Closed Nexesenex closed 4 weeks ago
Not a safe assumption to make.
Right now if headcount is not set, it falls back to an older, safer algorithm to prevent OOM. In order for this to be used safely it would need to be tested on a wide range of models and setups.
Correct me if I'm wrong, but headcount acts as a multiplicator of the size of the context buffer, not a divisor. Is there models where there are more kv heads than layers? :X If not, then I guess that the assumption is safe.
TinyLlama 1.1b?
llm_load_print_meta: n_layer = 22
llm_load_print_meta: n_head = 32
llm_load_print_meta: n_head_kv = 4
there are probably others too. my point is that, these are separate unrelated values and it just seems like a very risky assumption to make. How did you even come to this conclusion to begin with?

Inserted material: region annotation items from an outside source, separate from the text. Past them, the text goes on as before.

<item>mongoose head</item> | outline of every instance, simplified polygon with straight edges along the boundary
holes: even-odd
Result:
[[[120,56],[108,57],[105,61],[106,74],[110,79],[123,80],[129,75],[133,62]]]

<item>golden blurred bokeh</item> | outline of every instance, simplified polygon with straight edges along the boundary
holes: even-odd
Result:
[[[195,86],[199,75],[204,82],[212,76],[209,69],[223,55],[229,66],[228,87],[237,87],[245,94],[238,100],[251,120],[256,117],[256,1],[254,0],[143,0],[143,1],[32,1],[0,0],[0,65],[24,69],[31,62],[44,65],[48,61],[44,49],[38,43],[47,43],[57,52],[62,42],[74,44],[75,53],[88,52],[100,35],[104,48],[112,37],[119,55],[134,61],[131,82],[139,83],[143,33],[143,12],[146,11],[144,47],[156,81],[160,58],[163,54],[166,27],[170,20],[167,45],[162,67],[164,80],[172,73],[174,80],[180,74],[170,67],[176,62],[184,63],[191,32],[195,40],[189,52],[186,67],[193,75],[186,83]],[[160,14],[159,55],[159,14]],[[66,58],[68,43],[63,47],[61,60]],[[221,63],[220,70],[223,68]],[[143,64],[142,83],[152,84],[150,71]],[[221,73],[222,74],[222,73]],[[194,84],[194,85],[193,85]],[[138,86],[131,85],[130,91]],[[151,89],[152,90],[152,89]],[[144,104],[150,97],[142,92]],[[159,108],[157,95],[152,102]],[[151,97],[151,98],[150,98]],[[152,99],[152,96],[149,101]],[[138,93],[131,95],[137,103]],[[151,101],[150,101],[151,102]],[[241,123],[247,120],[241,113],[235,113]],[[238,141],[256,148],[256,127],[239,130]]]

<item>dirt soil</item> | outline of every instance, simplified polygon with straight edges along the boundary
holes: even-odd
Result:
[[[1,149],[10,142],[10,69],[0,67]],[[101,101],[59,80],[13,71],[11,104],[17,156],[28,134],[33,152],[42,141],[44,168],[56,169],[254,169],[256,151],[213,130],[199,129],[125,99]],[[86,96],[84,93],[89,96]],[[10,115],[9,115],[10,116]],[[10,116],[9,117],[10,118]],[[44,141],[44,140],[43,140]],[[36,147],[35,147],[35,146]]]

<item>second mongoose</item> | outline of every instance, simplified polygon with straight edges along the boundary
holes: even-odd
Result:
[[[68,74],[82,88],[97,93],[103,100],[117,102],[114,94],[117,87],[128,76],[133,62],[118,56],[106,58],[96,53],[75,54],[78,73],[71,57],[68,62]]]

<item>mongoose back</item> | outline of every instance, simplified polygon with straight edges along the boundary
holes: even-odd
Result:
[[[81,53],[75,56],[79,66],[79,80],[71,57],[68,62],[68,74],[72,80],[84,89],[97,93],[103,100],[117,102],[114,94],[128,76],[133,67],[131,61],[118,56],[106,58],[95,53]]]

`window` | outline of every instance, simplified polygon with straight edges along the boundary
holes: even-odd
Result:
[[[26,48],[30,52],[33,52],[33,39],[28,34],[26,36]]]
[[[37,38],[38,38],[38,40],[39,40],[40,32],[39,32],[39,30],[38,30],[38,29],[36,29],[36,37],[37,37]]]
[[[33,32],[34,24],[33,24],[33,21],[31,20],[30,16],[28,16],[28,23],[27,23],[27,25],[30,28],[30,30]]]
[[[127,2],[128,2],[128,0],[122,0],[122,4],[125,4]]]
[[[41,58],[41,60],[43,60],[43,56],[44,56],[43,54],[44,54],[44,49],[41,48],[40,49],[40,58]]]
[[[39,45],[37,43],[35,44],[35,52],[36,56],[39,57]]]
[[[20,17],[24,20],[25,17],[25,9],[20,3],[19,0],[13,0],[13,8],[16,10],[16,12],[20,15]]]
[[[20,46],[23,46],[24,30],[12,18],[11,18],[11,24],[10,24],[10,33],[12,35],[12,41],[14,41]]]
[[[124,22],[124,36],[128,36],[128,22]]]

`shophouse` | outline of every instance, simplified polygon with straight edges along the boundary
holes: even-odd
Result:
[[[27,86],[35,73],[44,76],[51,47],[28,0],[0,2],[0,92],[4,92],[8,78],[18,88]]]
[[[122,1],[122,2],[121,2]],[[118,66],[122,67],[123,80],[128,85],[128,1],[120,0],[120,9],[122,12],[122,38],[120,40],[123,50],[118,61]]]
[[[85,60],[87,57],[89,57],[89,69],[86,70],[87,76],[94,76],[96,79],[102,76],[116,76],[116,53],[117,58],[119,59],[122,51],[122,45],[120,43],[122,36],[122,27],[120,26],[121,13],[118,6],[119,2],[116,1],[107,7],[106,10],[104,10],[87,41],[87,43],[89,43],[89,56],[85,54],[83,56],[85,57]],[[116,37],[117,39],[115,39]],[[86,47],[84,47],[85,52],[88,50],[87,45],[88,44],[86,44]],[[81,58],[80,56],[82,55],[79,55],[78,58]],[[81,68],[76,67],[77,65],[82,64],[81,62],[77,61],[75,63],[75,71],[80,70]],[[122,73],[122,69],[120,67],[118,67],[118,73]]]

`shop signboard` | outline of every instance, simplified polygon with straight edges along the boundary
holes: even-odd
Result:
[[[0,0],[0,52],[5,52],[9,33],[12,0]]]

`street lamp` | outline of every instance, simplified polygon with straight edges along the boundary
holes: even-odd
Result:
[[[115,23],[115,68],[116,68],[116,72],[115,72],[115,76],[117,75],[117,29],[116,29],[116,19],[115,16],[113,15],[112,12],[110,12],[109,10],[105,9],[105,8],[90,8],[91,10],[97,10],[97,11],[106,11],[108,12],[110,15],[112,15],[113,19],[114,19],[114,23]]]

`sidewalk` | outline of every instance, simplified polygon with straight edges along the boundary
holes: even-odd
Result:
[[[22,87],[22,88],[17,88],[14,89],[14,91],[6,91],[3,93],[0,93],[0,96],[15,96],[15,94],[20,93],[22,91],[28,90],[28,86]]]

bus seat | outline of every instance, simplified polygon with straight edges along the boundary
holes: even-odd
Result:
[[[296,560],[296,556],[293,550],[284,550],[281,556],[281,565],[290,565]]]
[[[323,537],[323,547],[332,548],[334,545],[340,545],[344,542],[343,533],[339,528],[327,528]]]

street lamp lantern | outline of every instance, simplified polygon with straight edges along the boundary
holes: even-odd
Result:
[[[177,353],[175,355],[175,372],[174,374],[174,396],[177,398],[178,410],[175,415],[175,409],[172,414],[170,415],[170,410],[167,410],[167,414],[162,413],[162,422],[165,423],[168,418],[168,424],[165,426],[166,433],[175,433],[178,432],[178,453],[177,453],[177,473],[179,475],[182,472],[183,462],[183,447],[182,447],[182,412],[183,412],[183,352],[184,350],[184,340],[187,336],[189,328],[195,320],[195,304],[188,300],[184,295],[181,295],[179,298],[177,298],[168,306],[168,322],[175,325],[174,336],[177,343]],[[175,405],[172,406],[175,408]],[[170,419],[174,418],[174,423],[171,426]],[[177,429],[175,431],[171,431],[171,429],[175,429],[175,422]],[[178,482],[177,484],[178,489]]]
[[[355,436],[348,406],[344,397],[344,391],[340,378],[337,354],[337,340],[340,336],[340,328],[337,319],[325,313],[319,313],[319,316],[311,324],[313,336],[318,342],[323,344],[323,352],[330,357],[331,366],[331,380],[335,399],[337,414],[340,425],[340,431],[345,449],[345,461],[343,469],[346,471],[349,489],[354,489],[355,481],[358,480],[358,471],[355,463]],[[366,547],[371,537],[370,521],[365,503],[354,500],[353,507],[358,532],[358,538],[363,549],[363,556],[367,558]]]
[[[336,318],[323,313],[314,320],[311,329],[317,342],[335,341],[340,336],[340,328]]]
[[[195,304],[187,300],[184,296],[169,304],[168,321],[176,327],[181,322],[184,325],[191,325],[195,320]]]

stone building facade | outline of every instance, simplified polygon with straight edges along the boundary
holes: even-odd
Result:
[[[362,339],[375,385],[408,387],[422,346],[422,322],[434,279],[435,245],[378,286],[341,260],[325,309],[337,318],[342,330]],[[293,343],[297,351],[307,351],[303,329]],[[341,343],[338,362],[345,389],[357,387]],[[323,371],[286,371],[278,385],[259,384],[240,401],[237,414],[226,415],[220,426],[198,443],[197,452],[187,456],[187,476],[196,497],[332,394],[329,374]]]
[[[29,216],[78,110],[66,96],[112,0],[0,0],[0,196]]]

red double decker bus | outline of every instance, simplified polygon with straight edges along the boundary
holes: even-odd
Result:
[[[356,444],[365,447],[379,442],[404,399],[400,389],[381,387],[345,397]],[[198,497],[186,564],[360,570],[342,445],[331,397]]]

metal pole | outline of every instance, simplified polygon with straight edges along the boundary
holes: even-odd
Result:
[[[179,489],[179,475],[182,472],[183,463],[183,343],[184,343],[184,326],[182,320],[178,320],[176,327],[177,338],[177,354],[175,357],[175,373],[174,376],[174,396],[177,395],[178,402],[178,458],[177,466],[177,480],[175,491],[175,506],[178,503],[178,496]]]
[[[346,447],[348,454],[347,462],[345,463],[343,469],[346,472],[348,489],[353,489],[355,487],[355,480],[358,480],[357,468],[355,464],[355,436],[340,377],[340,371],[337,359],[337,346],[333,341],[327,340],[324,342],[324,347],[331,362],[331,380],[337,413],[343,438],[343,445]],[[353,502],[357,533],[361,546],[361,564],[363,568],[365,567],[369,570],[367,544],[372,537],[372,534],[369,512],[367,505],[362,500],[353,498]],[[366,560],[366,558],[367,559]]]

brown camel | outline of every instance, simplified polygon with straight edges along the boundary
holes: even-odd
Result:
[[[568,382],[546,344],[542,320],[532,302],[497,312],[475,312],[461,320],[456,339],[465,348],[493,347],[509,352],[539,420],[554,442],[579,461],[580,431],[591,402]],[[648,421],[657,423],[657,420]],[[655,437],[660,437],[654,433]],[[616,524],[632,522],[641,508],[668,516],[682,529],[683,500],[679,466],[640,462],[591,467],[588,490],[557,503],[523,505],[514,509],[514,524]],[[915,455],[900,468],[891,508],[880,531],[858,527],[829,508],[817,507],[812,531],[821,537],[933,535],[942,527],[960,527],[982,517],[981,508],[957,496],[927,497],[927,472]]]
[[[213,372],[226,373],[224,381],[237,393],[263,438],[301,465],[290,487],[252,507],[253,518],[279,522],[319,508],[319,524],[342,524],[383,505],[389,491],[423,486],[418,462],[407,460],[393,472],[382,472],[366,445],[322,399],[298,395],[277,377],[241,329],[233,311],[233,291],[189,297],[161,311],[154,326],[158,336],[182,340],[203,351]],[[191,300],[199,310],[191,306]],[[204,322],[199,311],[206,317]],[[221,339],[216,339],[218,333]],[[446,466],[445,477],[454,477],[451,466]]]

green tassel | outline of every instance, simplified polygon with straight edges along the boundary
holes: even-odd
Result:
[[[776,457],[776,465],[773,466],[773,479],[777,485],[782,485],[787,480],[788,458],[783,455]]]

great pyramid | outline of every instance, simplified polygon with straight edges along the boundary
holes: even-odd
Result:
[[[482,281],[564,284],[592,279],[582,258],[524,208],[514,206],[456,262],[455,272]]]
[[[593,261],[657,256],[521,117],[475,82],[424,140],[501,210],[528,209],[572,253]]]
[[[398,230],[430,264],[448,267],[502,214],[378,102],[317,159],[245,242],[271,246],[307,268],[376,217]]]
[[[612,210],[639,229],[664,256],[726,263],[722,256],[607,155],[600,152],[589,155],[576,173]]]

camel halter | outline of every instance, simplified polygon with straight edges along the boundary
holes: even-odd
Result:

Well, indeed, Tinyllama makes an exception, among others (like Command-R +). I didn't remember that. The ratio can reach 1.5x heads/layers, at least. I modified in consequence my own AL.
If the headcount is not registered in the GGUF metadata, due to an incomplete config.json during the initial conversion in GGUF, or due to a conversion of a GGML model into a GGUF model, then let's assume that headcount = layers, as it was the case during the pre-GQA era.
I just encountered the case today by downloading this model : https://huggingface.co/mradermacher/airoboros-65b-gpt4-1.4.1-PI-8192-fp16-i1-GGUF
And I imagine there's several, if not many similar cases.